From miRBase Release 22.1 were successfully obtained 44 885 mature miRNA sequencies together with their hairpin structures. Aligning of stem-loop structures by BLAST search available on Phytozome 13 proved the occurrence in the genome Linum usitatissimum v1.0 only for 11 919 mature miRNAs (Phytozome 13, 2022, https://phytozome-next.jgi.doe.gov/). Distribution of occurred microRNAs based on their percentage of positives with query sequence is presented in the Fig. 1. For further analysis have been selected only microRNAs with percentage of positives equal or higher than 80% (441 mature microRNAs).
Distribution of 34 microRNA families (miR156, miR157, miR159, miR160, miR162, miR164, miR166, miR167, miR168, miR169, miR171, miR172, miR319, miR390, miR393, miR394, miR395, miR396, miR397, miR398, miR399, miR408, miR530, miR828, miR2916, miR3533, miR4426, miR4995, miR5219, miR5288, miR5523, miR8005, miR11602, miR11604) within the new dataset of 441 mature microRNAs, showed in the Fig. 2, proved as the most occurred microRNAs of family miR156 (72), miR160 (50), miR171 (43) and miR167 (41).

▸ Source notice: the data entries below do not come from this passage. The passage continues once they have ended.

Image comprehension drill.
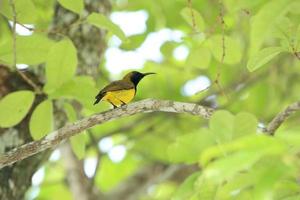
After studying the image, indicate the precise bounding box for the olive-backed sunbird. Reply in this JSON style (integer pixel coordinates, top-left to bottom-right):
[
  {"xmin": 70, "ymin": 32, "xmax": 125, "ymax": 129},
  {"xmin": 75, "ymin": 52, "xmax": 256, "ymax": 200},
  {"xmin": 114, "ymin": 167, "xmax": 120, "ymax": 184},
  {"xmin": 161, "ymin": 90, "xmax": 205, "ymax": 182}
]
[{"xmin": 94, "ymin": 71, "xmax": 155, "ymax": 108}]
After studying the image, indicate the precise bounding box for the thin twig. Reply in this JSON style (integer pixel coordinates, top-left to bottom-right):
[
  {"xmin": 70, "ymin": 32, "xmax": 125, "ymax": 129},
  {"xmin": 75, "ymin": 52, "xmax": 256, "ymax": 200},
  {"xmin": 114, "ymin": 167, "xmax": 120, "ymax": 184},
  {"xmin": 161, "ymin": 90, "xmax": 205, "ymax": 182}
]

In the Fig. 3 presenting distribution of 47 origins within the new dataset of 441 mature microRNAs is the most distributed species Linum usitatissimum L. – Lus (124). On the next places are Malus domestica Borkh. – Mdm (31), Manihot esculenta Crantz – Mes (30), Populus trichocarpa Torr. & A.Gray ex. Hook – Ptc (26) and Solanum tuberosum L. – Stu (26).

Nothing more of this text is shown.